The declaration disagrees with the position that humans are "principally consumers and polluters rather than producers or stewards," according to the study. It also brands as "without foundation" fears "of destructive manmade global warming, overpopulation and rampant species loss."

Next is the "Non-priority Worldview," typified by the views of the Assembly of God, which "maintains that biodiversty conservation takes the focus away from more relevant issues" -- such as the affirmation that "humans are more important than all other species," the study says.

The Assembly "is particularly concerned with New-Age pantheism and other forms of biocentrism that devalue human life to the same level as the rest of creation," the study adds.

The final category distinguished by the Duke researchers is the "Indifferent Worldview," which "doers not address the issue of biodiversity, endangered species, or extinction whatsoever," the study continues. "Many of the groups in this worldview have a self-identified 'pro-family' agenda" affirming "the traditional family unit and the Judeo-Christian value system upon which it is built," it says.

Among the most notable of those groups is the Family Research Council, which the study says "focuses on issues such as abortion, pornography, and recently, stem cell research." It also addresses subjects "less directly related to families," such as "legislation on gambling, foreign affairs, even tattoos."

Pimm, an internationally known scientist who came to Duke last summer, said he has been long interested in this topic "because as a Christian and a conservation biologist it has always seemed to me to be self evident that one of the deepest and most important reasons why we should be concerned about conserving biological diversity is an ethical one.
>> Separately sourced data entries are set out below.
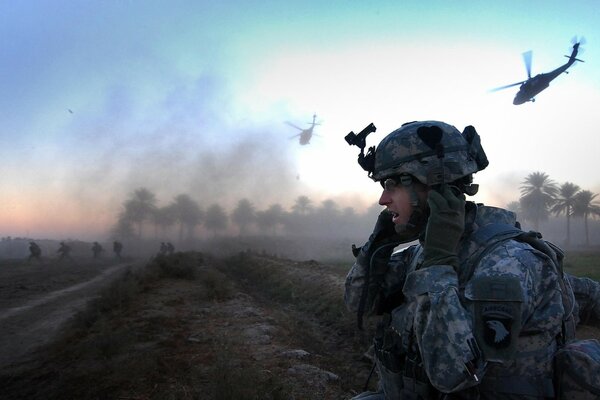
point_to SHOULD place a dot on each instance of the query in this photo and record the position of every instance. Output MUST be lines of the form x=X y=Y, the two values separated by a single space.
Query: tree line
x=183 y=217
x=186 y=216
x=542 y=197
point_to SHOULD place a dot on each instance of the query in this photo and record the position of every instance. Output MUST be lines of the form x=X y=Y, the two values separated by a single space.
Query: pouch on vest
x=497 y=315
x=577 y=366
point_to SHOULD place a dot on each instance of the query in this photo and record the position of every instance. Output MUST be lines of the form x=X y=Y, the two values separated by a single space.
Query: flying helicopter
x=305 y=134
x=533 y=86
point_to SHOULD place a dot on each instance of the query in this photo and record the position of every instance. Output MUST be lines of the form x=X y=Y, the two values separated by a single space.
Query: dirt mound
x=211 y=332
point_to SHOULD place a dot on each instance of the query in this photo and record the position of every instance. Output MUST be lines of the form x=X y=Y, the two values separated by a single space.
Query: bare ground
x=212 y=337
x=249 y=327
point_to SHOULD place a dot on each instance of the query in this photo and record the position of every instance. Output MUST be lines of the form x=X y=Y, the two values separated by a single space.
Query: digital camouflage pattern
x=455 y=330
x=404 y=151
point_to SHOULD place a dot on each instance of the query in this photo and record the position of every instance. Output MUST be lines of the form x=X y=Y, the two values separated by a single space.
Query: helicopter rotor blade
x=506 y=86
x=294 y=126
x=527 y=59
x=581 y=40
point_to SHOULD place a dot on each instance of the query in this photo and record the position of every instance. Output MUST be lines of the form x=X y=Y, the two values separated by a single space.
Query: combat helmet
x=433 y=152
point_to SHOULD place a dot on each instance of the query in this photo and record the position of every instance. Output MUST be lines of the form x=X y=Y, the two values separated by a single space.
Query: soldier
x=34 y=252
x=117 y=248
x=64 y=251
x=466 y=314
x=97 y=249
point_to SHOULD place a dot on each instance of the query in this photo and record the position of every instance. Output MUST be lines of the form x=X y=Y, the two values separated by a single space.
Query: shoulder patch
x=497 y=315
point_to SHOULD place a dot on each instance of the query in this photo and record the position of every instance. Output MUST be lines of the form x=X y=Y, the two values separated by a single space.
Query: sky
x=98 y=98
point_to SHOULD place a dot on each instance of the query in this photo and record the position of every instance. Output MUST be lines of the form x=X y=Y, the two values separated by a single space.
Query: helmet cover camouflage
x=409 y=150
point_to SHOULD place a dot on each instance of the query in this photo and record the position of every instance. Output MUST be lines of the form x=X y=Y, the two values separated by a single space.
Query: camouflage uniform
x=456 y=325
x=441 y=338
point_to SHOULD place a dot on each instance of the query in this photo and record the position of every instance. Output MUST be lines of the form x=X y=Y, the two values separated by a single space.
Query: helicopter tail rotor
x=506 y=86
x=294 y=126
x=527 y=56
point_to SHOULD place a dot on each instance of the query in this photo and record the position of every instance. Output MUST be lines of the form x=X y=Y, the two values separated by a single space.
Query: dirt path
x=34 y=307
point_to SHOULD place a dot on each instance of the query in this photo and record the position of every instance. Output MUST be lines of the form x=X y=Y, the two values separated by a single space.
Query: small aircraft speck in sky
x=305 y=134
x=533 y=86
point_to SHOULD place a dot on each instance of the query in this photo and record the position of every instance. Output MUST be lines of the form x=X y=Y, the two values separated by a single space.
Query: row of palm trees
x=542 y=197
x=185 y=214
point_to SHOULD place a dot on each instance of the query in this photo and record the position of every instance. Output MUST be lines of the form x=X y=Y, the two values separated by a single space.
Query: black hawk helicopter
x=305 y=134
x=533 y=86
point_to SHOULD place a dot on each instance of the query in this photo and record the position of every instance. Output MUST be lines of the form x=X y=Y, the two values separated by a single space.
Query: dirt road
x=35 y=300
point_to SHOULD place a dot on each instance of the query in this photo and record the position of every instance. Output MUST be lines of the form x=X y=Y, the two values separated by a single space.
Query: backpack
x=577 y=362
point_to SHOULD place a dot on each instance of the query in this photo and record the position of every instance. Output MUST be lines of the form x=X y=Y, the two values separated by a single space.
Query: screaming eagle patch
x=497 y=315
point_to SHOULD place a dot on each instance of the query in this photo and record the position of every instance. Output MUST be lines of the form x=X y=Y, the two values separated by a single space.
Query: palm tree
x=270 y=218
x=564 y=204
x=302 y=205
x=243 y=215
x=164 y=217
x=187 y=213
x=216 y=218
x=585 y=207
x=538 y=193
x=140 y=207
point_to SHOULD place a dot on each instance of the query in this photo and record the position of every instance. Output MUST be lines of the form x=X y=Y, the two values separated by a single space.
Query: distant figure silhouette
x=170 y=248
x=34 y=252
x=64 y=251
x=97 y=249
x=117 y=248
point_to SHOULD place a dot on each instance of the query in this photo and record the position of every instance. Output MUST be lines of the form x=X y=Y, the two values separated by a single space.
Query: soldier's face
x=397 y=199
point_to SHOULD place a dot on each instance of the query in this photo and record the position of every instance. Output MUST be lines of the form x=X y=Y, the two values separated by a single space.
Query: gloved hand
x=445 y=227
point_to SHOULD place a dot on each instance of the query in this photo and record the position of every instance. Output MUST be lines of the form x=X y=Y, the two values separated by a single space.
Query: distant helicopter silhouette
x=305 y=134
x=533 y=86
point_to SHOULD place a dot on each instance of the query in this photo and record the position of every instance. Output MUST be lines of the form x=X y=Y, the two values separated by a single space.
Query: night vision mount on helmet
x=433 y=152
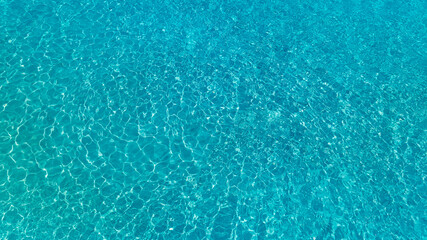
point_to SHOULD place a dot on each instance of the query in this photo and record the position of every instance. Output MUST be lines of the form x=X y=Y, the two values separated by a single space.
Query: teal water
x=213 y=119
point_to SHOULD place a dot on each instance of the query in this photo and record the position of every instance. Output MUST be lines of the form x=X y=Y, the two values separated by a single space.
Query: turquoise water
x=213 y=119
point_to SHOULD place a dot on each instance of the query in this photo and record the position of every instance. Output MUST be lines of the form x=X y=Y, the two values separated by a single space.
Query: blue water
x=213 y=119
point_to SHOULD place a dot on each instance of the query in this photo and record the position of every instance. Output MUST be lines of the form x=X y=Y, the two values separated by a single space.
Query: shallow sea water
x=213 y=119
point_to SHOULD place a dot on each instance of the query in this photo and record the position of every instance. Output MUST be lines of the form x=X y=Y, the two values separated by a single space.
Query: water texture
x=213 y=119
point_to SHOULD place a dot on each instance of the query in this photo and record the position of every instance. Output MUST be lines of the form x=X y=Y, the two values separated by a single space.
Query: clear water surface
x=213 y=119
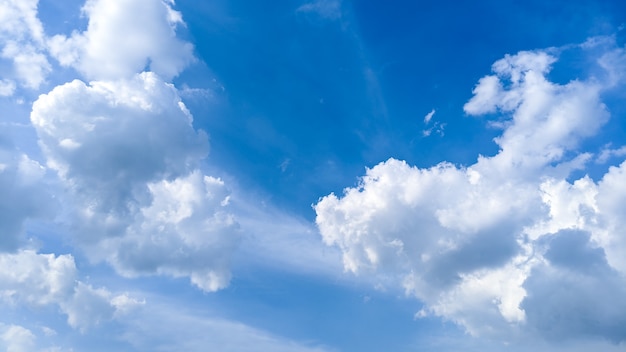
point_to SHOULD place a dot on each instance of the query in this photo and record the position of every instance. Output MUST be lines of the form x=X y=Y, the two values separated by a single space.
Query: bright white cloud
x=125 y=37
x=22 y=41
x=429 y=116
x=128 y=153
x=482 y=245
x=33 y=279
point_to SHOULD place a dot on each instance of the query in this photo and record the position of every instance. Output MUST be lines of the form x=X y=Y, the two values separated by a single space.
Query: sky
x=308 y=176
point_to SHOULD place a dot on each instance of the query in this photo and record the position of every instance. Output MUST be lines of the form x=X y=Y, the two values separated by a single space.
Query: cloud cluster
x=33 y=279
x=124 y=37
x=22 y=41
x=128 y=154
x=507 y=245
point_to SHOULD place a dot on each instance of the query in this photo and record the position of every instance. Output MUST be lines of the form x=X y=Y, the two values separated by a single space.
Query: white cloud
x=477 y=244
x=128 y=154
x=34 y=279
x=7 y=87
x=22 y=41
x=429 y=116
x=608 y=153
x=125 y=37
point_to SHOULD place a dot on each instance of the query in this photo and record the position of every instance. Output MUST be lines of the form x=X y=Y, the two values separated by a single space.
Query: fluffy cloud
x=128 y=154
x=33 y=279
x=124 y=37
x=22 y=41
x=506 y=245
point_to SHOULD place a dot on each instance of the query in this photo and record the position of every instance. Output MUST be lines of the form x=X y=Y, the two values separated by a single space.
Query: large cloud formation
x=507 y=245
x=33 y=279
x=128 y=154
x=124 y=37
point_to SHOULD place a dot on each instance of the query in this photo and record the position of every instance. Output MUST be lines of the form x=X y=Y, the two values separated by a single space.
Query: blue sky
x=312 y=176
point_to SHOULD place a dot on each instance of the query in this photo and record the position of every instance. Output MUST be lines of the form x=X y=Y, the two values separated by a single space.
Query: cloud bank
x=509 y=245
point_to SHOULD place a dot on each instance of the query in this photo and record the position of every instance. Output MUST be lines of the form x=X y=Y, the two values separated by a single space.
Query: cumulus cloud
x=124 y=37
x=22 y=41
x=34 y=279
x=128 y=154
x=504 y=244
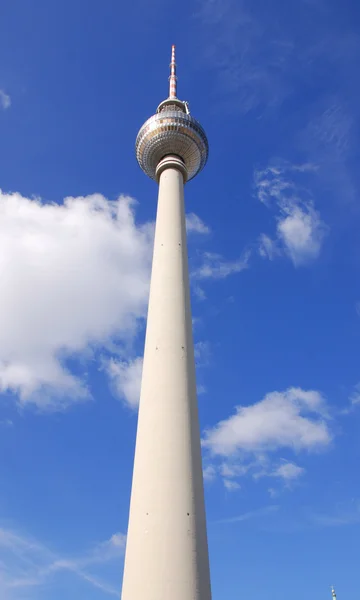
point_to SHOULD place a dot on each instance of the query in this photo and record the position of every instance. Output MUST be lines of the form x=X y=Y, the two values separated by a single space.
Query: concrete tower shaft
x=167 y=551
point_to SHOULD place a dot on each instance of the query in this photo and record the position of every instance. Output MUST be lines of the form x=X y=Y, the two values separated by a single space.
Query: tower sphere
x=172 y=131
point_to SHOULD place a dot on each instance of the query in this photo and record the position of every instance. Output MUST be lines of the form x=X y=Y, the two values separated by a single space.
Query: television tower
x=167 y=552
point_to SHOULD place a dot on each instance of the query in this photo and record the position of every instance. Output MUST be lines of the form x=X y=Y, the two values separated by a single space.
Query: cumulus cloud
x=250 y=442
x=195 y=225
x=294 y=419
x=26 y=563
x=209 y=473
x=299 y=229
x=74 y=277
x=126 y=379
x=5 y=100
x=288 y=471
x=231 y=485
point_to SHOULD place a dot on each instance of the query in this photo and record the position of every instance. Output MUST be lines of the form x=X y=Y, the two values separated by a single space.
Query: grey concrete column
x=167 y=552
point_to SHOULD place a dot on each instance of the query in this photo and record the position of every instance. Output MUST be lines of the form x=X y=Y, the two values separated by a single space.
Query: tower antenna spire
x=172 y=78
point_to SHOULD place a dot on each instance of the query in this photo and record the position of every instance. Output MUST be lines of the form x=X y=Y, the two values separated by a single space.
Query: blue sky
x=274 y=256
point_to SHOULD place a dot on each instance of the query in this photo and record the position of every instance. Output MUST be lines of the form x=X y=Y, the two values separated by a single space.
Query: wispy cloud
x=261 y=512
x=26 y=563
x=299 y=229
x=344 y=515
x=214 y=266
x=5 y=100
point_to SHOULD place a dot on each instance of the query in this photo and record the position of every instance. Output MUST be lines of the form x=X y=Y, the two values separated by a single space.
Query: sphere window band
x=172 y=132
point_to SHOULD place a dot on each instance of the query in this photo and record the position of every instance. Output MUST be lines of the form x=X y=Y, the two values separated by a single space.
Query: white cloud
x=288 y=471
x=195 y=225
x=5 y=100
x=74 y=278
x=126 y=379
x=299 y=229
x=231 y=485
x=26 y=563
x=209 y=473
x=355 y=395
x=294 y=419
x=215 y=267
x=268 y=248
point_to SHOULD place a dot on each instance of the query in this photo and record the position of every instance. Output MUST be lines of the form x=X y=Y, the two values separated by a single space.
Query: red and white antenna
x=172 y=78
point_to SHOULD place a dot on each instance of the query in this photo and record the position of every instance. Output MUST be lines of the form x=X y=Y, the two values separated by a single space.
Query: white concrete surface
x=167 y=552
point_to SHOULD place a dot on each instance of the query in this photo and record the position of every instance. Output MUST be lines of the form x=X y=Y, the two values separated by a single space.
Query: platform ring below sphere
x=172 y=132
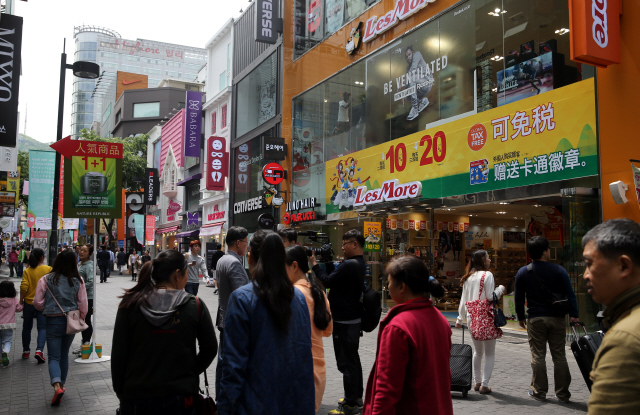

We ought to not be destroying a quarter of all the variety of life on Earth."

Both he and Van Houtan are consequently unsettled by what they say is a growing notion among scientists and environmentalists that the attitudes of some Christians are a major cause of environmental degradation.

"It's disturbing to me that the mainstream environmental community thinks that Christianity is largely to blame for our ecological crisis around the world," said Van Houtan. "It's also disturbing to me that the mainstream belief in the secular environmental community is that Christianity has no relevance to help us get out of the crisis."